El Gobierno decidió tomar está medida a principios de agosto ante las aglomeraciones que se registraban a primeras horas de la mañana en la entrada del sitio arqueológico, que era visitado por unas 23 mil personas a diario. Por eso, aparte del límite total diario, se restringe también el número de accesos por franjas horarias.
“Evidentemente, el turismo es deseable para el país, pero debemos encontrar una forma para que el turismo masivo no dañe el monumento”, señaló entonces la ministra de Cultura de Grecia, Lina Mendoni, a la radio privada “Real FM”.
Los nuevos límites de entrada se aplicarán a modo de prueba a partir de ayer y entrarán en vigor de forma permanente a partir del 1 de abril del próximo año en la mayoría de los grandes sitios arqueológicos del país, según la ministra.
A partir de abril, el nuevo sistema también se aplicará a otros sitios arqueológicos en Grecia que operan con boletos electrónicos, lo que representa entre el 90% y el 95% de los visitantes de los sitios griegos.
Quienes quieran visitar la Acrópolis tendrán que adquirir sus entradas a través de una plataforma gestionada por el Gobierno, donde podrán elegir también la franja horaria.
La Acrópolis de Atenas, construida en el famoso “siglo de Pericles” y declarada Patrimonio de la Humanidad por la Unesco, es la más famosa, aunque en Grecia hay otras acrópolis conocidas, como las de Aso (en la Grecia antigua, actualmente Turquía) o la de Pérgamo.
Y también hay acrópolis en otros países como las de Bratislava (capital de Eslovaquia) o la de la célebre Constantinopla (actual Estambul, Turquía).

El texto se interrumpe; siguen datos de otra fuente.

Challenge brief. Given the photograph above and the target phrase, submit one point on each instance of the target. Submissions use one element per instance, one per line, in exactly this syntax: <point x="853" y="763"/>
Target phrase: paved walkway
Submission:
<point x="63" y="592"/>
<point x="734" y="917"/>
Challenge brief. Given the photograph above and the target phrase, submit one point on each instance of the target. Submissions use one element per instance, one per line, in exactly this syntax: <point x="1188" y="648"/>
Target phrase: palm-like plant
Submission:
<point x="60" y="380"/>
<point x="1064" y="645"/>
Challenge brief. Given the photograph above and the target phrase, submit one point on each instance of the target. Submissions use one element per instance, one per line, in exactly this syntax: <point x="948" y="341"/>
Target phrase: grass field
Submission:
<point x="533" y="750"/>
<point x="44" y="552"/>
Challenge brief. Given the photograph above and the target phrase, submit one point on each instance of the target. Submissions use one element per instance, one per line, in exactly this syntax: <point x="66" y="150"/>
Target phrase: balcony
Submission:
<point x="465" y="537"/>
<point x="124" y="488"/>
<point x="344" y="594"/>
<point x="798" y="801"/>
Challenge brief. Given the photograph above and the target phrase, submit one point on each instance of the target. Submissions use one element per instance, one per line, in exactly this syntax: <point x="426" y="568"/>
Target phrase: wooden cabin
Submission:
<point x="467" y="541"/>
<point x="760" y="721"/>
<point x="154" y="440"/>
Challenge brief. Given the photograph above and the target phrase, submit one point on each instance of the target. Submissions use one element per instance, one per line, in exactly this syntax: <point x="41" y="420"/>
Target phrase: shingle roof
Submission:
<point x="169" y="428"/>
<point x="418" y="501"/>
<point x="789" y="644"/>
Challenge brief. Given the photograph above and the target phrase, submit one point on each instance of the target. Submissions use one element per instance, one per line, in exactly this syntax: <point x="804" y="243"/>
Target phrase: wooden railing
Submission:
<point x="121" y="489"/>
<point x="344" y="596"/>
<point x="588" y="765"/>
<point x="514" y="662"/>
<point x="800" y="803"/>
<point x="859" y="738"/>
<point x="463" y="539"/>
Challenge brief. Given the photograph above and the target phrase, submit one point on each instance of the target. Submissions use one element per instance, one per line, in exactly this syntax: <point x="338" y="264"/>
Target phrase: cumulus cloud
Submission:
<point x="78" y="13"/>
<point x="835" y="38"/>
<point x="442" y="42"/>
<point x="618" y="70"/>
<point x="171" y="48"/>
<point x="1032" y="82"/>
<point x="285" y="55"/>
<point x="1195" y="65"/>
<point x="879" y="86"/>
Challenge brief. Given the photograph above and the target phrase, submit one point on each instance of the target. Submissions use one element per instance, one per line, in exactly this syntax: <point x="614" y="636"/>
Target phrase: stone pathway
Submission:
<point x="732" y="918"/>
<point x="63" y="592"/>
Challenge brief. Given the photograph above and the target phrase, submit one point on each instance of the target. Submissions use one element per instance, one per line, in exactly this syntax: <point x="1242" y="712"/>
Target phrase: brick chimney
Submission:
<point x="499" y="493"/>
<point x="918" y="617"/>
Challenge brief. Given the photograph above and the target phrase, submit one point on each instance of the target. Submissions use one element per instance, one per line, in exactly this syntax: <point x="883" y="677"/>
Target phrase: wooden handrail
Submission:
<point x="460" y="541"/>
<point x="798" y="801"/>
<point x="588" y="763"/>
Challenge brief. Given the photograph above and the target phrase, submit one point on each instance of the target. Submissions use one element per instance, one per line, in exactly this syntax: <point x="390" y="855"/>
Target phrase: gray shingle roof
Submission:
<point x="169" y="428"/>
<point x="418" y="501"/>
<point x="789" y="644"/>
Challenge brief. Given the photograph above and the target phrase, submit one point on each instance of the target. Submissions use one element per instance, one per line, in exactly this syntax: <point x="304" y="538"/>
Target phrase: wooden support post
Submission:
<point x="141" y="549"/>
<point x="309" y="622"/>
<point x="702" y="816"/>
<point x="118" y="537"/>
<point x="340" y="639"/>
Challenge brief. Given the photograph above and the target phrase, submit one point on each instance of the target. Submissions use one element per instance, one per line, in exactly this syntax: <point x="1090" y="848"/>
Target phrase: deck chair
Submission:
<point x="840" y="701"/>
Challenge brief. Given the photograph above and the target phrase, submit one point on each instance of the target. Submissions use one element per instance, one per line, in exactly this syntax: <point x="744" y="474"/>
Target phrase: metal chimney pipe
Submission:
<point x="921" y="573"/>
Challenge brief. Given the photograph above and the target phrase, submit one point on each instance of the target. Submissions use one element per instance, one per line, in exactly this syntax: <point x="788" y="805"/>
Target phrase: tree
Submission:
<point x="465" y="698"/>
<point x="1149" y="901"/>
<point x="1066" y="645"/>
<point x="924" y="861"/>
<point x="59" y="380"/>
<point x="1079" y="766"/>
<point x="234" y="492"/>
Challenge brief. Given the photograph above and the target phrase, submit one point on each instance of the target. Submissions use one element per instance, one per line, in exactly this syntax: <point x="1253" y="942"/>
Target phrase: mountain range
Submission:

En la cumbre de esta cima se encuentra el célebre Partenón, un templo consagrado a la protectora de la ciudad, la diosa Atenea Pártenos, que fue construido entre los años 447 y 438 a.C.
La palabra acrópolis proviene del griego akros (‘extremo, cima’) y polis (‘ciudad’), por lo que se refiere a la parte más alta de las ciudades. Se trata en general de los sitios en los que nacieron las ciudades, ya que en las zonas altas podían protegerse mejor de los ataques, por bordes escarpados, acantilados o murallas.
Por ser germen de ciudades y ubicarse en un sitio privilegiado, en las acrópolis solían situarse los edificios más importantes, como templos o sedes de gobierno.